The political calculus in the Senate has significantly shifted since the early spring, when Democrats passed a $1.9 trillion relief bill without any Republican votes. The movement has been driven largely by Senator Joe Manchin III of West Virginia, who insisted that Democrats work together with Republicans on an infrastructure package rather than passing Mr. Biden’s ambitious proposals outright.
The deal that was announced today would cost $579 billion in new spending (and $1.2 trillion overall). That’s a small fraction of the $4 trillion that Mr. Biden had initially wanted to invest via his American Jobs Plan and American Families Plan.
The compromise leaves out most of Mr. Biden’s proposed investments in measures to confront climate change, or to support families and workers in the care industry.
To realize those, he would need to move a different piece of legislation. That would more than likely happen on a separate, Democrats-only track using the process of budgetary reconciliation, as Democrats did in March to pass their $1.9 trillion package.
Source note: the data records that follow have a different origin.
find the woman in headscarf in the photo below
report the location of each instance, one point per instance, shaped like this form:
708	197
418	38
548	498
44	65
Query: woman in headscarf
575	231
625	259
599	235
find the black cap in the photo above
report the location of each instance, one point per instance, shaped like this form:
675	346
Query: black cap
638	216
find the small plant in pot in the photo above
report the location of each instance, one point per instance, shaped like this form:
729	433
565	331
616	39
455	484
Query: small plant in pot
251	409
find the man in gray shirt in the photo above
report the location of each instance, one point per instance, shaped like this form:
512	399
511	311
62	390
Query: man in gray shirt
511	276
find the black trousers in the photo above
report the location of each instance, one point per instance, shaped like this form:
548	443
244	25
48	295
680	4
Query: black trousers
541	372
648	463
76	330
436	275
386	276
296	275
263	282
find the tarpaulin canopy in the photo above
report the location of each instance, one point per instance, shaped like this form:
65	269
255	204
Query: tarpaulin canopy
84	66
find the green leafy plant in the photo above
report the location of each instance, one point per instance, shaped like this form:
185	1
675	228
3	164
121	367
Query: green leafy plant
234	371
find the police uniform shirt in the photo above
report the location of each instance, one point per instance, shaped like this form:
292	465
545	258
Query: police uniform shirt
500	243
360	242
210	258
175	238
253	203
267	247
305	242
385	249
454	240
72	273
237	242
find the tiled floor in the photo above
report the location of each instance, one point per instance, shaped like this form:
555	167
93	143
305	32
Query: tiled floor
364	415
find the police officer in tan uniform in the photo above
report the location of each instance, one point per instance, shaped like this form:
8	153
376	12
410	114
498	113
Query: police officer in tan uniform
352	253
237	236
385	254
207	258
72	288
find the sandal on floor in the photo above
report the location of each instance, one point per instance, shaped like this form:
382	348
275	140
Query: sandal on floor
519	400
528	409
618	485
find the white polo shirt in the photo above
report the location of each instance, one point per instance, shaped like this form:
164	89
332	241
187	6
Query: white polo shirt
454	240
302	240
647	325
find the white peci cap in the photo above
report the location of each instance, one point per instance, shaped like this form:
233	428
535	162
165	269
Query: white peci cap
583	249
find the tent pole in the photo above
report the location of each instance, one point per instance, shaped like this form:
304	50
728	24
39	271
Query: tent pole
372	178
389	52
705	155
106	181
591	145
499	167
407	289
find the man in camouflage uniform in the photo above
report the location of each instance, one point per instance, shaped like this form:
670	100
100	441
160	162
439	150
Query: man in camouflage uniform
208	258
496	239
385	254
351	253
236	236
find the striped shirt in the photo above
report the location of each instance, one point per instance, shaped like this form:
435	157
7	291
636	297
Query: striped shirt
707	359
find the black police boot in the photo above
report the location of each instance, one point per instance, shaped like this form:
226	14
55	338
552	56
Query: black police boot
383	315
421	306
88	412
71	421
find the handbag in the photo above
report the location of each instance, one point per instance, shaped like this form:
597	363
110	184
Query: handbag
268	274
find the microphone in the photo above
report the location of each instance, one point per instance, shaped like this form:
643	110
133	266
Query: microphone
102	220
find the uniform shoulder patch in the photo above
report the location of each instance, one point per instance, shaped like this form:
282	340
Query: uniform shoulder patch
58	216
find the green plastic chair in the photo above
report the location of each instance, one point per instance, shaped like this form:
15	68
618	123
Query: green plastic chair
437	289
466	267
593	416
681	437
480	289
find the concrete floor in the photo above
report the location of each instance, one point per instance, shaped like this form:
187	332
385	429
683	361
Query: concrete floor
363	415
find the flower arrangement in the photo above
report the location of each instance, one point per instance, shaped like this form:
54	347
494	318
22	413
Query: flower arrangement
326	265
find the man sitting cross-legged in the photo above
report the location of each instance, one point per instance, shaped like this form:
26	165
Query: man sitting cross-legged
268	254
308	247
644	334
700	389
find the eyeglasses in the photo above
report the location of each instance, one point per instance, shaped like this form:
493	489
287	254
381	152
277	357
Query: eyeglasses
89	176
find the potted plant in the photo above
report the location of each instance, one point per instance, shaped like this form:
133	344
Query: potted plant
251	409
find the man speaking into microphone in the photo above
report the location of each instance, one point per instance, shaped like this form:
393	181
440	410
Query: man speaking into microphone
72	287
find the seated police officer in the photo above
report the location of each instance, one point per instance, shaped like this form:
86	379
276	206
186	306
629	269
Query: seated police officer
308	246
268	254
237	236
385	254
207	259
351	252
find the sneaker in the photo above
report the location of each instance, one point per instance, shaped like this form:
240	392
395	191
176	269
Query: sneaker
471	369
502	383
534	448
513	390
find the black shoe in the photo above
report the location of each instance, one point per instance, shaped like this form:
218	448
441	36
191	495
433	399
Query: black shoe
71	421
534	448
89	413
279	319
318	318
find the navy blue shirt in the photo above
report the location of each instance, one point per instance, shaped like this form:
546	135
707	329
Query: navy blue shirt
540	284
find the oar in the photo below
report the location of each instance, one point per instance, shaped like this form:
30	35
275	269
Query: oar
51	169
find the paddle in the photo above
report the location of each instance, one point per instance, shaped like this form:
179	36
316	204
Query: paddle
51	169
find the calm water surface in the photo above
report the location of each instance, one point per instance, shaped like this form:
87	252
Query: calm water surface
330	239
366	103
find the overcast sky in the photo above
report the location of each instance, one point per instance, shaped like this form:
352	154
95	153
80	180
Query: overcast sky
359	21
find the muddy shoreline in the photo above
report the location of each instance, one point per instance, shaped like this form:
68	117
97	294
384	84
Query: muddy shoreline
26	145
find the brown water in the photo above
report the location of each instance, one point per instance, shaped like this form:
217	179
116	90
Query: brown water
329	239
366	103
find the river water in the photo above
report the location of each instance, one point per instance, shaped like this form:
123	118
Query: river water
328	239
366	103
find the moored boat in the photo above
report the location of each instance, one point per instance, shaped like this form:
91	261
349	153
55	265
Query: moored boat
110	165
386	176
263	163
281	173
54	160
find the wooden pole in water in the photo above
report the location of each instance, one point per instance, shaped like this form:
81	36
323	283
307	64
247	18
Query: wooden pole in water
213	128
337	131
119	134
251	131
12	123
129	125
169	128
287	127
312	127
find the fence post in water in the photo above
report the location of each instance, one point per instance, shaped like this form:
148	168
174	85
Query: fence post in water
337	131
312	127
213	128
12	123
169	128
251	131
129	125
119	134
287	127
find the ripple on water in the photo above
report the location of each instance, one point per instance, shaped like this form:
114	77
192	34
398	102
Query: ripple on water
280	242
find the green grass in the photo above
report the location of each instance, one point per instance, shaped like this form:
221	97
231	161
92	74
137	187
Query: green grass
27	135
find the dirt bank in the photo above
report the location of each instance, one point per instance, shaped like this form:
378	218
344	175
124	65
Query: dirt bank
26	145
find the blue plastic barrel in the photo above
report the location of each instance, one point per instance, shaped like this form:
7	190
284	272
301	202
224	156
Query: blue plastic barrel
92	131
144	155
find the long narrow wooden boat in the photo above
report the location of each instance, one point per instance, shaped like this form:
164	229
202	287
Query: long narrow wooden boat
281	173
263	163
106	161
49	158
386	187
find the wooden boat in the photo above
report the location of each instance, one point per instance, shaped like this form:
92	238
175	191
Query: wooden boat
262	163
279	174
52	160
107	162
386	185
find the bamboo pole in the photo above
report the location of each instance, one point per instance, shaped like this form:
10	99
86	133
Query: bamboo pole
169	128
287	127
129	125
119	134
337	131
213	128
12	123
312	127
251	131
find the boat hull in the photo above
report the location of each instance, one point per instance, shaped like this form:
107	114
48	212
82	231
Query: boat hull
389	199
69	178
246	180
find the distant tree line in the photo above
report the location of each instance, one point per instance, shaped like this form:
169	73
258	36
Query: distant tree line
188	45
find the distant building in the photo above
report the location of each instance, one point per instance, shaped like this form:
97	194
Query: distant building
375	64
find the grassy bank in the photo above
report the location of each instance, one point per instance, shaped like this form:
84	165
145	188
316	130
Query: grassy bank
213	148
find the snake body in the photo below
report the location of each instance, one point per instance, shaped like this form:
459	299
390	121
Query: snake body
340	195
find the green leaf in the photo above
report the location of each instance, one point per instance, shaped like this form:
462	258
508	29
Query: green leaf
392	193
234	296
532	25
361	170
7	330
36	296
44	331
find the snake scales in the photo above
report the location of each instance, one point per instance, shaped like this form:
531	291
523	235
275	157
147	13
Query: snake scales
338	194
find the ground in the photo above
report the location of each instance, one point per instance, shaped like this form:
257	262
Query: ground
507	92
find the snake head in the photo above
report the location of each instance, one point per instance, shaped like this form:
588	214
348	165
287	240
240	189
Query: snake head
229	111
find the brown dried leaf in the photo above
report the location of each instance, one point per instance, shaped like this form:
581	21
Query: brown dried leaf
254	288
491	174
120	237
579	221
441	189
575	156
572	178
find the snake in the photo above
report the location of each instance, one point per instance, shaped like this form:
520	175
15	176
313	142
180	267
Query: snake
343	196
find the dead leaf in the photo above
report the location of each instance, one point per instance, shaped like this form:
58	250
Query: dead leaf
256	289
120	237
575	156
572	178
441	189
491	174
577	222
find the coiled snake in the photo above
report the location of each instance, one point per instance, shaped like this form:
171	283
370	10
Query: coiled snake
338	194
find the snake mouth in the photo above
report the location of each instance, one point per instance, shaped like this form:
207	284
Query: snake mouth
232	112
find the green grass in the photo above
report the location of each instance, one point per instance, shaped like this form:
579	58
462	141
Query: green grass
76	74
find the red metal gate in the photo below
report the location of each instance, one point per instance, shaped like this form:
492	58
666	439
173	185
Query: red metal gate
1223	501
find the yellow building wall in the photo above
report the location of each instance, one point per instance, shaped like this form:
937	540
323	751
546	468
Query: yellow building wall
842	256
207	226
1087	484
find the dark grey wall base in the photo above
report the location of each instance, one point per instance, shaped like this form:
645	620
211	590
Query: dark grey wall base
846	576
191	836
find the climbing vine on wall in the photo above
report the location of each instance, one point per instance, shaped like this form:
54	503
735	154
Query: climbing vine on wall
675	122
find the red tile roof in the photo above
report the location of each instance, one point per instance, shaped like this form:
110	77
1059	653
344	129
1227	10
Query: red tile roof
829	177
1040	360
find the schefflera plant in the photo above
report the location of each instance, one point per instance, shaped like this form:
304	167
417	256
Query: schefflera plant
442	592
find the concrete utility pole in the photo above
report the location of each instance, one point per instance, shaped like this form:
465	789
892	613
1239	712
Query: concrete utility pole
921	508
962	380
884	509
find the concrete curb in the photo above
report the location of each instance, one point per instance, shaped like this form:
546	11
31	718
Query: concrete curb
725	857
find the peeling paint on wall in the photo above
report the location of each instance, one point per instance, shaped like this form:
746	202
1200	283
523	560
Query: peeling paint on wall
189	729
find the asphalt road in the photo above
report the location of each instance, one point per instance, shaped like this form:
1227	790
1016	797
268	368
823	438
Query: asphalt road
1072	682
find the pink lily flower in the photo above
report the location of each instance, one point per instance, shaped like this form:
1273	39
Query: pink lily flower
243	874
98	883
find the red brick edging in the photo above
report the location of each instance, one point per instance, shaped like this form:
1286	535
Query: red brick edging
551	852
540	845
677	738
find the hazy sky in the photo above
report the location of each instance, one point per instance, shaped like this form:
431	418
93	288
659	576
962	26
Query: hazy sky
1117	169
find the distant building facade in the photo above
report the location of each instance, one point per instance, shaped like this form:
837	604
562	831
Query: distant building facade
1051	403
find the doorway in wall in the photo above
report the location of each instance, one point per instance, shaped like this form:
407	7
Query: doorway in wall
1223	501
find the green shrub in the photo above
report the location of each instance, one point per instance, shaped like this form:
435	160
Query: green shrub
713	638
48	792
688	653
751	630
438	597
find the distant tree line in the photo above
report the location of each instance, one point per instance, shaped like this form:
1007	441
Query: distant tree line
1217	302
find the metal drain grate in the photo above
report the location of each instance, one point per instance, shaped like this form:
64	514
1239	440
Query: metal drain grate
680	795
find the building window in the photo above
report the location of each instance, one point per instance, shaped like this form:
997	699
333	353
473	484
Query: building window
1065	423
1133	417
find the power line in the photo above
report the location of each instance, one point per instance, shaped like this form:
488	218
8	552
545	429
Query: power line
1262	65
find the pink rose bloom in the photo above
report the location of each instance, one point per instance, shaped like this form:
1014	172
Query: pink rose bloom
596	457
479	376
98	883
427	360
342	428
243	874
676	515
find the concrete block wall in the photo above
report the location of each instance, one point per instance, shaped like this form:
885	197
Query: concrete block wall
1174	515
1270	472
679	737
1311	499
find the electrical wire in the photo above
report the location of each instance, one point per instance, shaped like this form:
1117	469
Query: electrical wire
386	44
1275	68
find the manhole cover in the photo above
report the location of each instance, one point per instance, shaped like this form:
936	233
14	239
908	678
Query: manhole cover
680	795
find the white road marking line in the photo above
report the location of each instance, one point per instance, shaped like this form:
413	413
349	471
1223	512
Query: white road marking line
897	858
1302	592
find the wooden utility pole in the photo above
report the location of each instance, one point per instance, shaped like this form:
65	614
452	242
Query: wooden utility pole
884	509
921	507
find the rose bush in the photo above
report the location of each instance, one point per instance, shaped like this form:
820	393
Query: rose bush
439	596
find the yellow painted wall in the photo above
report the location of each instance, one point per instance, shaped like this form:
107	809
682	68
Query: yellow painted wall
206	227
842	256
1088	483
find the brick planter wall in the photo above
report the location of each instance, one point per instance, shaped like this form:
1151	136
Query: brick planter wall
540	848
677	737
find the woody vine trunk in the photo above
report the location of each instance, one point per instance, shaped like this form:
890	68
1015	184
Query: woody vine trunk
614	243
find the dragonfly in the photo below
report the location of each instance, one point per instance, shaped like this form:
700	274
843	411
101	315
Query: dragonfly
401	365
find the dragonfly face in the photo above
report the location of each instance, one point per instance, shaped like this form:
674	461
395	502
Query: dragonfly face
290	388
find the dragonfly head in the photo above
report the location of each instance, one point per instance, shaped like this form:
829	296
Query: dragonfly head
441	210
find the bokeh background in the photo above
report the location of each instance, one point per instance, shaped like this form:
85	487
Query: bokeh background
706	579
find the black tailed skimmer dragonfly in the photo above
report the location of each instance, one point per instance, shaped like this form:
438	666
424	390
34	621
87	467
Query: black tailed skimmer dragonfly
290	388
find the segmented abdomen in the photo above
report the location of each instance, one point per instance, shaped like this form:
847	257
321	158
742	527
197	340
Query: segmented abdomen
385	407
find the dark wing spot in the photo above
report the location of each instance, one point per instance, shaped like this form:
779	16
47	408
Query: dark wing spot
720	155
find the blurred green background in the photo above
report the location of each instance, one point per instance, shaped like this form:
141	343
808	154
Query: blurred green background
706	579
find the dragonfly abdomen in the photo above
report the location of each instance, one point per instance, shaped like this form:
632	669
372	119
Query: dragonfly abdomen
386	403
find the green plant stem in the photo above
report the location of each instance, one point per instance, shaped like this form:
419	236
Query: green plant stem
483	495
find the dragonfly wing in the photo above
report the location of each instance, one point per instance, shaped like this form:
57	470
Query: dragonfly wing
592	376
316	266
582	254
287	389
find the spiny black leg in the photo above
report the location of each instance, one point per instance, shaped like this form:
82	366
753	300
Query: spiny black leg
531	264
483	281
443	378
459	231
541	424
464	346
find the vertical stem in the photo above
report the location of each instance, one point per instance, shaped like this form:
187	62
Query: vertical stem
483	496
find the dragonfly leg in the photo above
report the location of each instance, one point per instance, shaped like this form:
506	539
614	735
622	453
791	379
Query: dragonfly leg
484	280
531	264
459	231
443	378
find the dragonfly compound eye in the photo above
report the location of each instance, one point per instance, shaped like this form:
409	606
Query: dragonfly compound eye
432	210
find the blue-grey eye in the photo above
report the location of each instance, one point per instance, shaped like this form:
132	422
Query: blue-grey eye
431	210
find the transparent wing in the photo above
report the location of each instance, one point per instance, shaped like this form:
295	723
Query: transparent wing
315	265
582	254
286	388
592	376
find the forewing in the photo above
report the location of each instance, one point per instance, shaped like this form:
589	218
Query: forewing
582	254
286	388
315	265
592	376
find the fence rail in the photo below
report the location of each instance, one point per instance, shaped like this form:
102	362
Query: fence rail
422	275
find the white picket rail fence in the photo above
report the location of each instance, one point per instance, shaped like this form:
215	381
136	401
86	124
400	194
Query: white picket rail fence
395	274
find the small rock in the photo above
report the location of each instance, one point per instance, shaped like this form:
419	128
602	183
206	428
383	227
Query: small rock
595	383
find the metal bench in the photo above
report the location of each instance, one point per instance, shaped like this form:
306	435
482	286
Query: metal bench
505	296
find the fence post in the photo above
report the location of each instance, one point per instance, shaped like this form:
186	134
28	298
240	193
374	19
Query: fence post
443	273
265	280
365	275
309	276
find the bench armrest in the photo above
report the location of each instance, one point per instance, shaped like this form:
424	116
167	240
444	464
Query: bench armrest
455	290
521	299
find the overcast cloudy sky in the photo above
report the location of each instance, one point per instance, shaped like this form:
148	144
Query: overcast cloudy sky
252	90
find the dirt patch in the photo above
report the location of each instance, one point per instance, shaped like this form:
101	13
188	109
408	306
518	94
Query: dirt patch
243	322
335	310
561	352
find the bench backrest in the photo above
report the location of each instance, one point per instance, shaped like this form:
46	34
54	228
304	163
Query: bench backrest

“There ain’t no infrastructure bill without the reconciliation bill,” Ms. Pelosi recently told Democratic House leaders on a private call, according to reporting by The Times’s Emily Cochrane and Jim Tankersley.
The question for Senator Chuck Schumer, the Democratic leader, now becomes how to keep his own caucus united. He’ll have to keep enough progressives on board to pass the bipartisan bill — knowing full well that they may not get everything they want even if the Senate does turn around and pass a Democrats-only bill.
That second bill could include several of progressives’ top priorities, many of which are widely popular with the public but represent red lines for Republicans, including tax hikes for the wealthy, creation of green jobs and support for health care workers. But the relatively conservative Mr. Manchin would effectively have veto power on whatever went into that bill.
Mr. Manchin hasn’t signaled that he would support Democrats going big on their own, but he did indicate this week in an interview with NBC News that he would be open to passing some kind of “human infrastructure” legislation, paid for in part through tax hikes for the wealthy.
“Now, the size of the bill or what’s going to be done,” Mr. Manchin said, “the scope of that, we’ve got to find out.”